Penurunan harga minyak sawit dan batu bara menjadi salah satu penyebab utama perlambatan pertumbuhan pajak, mengingat kedua komoditas tersebut merupakan sumber penerimaan pajak yang cukup signifikan. Tekanan yang terjadi pada dua komoditas ini cukup untuk membuat Menteri Keuangan Sri Mulyani Indrawati mengakui di hadapan Komisi XI DPR RI bahwa 2024 menjadi tahun yang berat bagi penerimaan pajak.
Namun, masih ada harapan bagi kinerja pajak tahun ini. Meski terkontraksi, ada tanda-tanda perbaikan pada beberapa komponen pajak. Pajak Pertambahan Nilai (PPN) dan Pajak Penjualan Barang Mewah (PPnBM) menunjukkan pertumbuhan sebesar 7,87 persen. Pajak Bumi dan Bangunan (PBB) pun tumbuh 12,81 persen walau Pajak Penghasilan (PPh) dari sektor migas masih terkontraksi akibat penurunan produksi minyak bumi.

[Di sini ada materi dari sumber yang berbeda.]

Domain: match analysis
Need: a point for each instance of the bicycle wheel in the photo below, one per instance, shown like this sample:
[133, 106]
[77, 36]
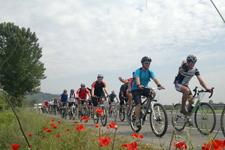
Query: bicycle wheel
[158, 120]
[205, 118]
[222, 121]
[122, 113]
[178, 119]
[104, 117]
[133, 120]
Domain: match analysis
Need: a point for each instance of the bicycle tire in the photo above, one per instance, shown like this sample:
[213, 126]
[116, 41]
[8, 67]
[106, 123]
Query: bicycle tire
[177, 115]
[158, 119]
[133, 121]
[208, 130]
[122, 114]
[103, 118]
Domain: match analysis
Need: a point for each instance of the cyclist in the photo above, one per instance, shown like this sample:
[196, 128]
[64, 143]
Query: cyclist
[186, 71]
[82, 95]
[71, 100]
[98, 90]
[64, 98]
[112, 97]
[140, 85]
[125, 91]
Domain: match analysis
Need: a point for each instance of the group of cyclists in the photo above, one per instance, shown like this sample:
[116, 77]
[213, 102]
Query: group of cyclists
[136, 87]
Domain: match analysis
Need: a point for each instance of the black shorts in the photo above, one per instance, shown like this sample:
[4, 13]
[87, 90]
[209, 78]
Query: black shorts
[138, 93]
[71, 103]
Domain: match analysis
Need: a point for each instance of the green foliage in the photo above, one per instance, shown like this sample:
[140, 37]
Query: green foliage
[20, 67]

Melihat kinerja pajak tahun ini yang melambat, urgensi reformasi menjadi makin tinggi. Pasalnya, target penerimaan tahun depan melampaui target tahun ini, mencapai Rp2.189,3 triliun. Ada selisih sekitar Rp200 triliun dengan target APBN 2024. Mengingat realisasi penerimaan pajak tahun ini lebih lambat sekitar Rp6 triliun dengan tahun lalu, mengejar Rp200 triliun menjadi hal yang menantang.
Coretax sebagai reformasi pajak
Pemerintah sebetulnya sudah menyiapkan beragam langkah reformasi untuk meningkatkan penerimaan negara. Salah satu yang utama adalah Core Tax Administration System (CTAS) atau Coretax.

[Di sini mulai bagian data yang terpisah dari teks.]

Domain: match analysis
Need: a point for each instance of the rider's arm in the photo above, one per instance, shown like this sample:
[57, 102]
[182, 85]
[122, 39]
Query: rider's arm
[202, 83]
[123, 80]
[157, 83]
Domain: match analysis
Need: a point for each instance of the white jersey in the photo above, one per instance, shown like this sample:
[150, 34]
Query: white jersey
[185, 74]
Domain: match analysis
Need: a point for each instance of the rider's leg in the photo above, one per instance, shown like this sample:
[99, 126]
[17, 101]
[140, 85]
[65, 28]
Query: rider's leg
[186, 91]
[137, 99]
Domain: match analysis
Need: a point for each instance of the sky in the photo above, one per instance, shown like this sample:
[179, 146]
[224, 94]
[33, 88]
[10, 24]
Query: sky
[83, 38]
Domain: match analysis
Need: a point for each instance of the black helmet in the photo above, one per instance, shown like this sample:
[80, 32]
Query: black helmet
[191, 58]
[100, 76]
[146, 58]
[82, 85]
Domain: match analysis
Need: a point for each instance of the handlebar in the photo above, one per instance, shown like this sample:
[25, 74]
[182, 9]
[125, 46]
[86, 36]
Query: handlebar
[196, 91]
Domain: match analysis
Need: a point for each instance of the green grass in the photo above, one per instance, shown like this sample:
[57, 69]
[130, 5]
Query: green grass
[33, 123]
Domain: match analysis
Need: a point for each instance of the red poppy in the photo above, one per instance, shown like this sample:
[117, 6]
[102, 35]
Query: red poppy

Coretax merupakan sistem inti administrasi perpajakan yang disiapkan untuk meningkatkan efisiensi, transparansi, dan akuntabilitas dalam administrasi perpajakan. Sistem ini akan mengotomasi layanan administrasi pajak dan memberikan analisis data berbasis risiko untuk meningkatkan kepatuhan wajib pajak.
Berdasarkan perhitungan Sri Mulyani, efisiensi yang ditawarkan Coretax dapat meningkatkan rasio pajak hingga 1,5 persen dari produk domestik bruto (PDB). Dengan posisi rasio pajak saat ini yang sebesar 10,02 persen, maka Indonesia bisa mencetak rasio pajak mencapai 11,5 persen dengan sistem inti ini.

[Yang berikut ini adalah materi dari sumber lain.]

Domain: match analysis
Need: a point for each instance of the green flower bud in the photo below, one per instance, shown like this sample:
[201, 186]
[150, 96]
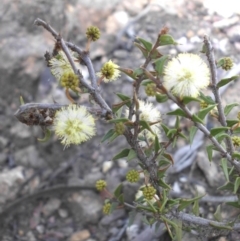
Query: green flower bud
[236, 140]
[69, 80]
[109, 71]
[203, 105]
[150, 89]
[107, 208]
[100, 185]
[119, 128]
[93, 33]
[132, 176]
[149, 192]
[225, 63]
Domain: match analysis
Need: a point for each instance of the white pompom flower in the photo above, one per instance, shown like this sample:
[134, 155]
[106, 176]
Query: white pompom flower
[59, 64]
[74, 125]
[186, 75]
[149, 114]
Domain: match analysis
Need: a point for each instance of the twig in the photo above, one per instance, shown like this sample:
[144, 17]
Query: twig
[200, 126]
[93, 90]
[215, 90]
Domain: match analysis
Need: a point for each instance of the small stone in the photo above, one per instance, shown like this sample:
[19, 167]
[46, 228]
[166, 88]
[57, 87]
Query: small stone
[52, 205]
[63, 213]
[107, 165]
[40, 229]
[80, 235]
[122, 163]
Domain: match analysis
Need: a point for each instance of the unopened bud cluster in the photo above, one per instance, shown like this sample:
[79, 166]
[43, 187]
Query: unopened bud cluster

Coretax sebelumnya ditargetkan mulai beroperasi pada pertengahan 2024. Namun, karena ada kebutuhan untuk menyempurnakan fitur dan layanan, implementasinya diundur hingga awal 2025.
Sembari menunggu peluncuran Coretax, Pemerintah mulai merilis beleid yang mengatur tentang sistem reformasi ini. Beberapa waktu lalu, Kemenkeu mengeluarkan Peraturan Menteri Keuangan (PMK) Nomor 81 Tahun 2024 tentang Ketentuan Perpajakan dalam rangka Pelaksanaan Sistem Inti Administrasi Perpajakan.
PMK Nomor 81/2024 mencabut 42 peraturan perpajakan yang telah ada sebelumnya. Langkah ini bertujuan untuk menyederhanakan dan menata ulang regulasi perpajakan agar lebih sesuai dengan implementasi Coretax. Dengan demikian, diharapkan tercipta sistem perpajakan yang lebih efisien dan mudah dipahami oleh wajib pajak.
Salah satu perbedaan signifikan dari peraturan ini adalah perubahan tanggal jatuh tempo pembayaran dan penyetoran pajak yang kini diseragamkan. Meski seragam, tak semua jenis pajak memiliki tanggal jatuh tempo yang sama.
Pasal 94 dalam beleid itu merinci sejumlah jenis pajak harus dibayarkan paling lambat tanggal 15 bulan berikutnya setelah masa pajak berakhir. Jenis pajak itu, antara lain, PPh Pasal 4 ayat (2), PPh Pasal 15, PPh Pasal 21, PPh Pasal 22, PPh Pasal 23, PPh Pasal 25, PPh Pasal 26, dan PPh migas.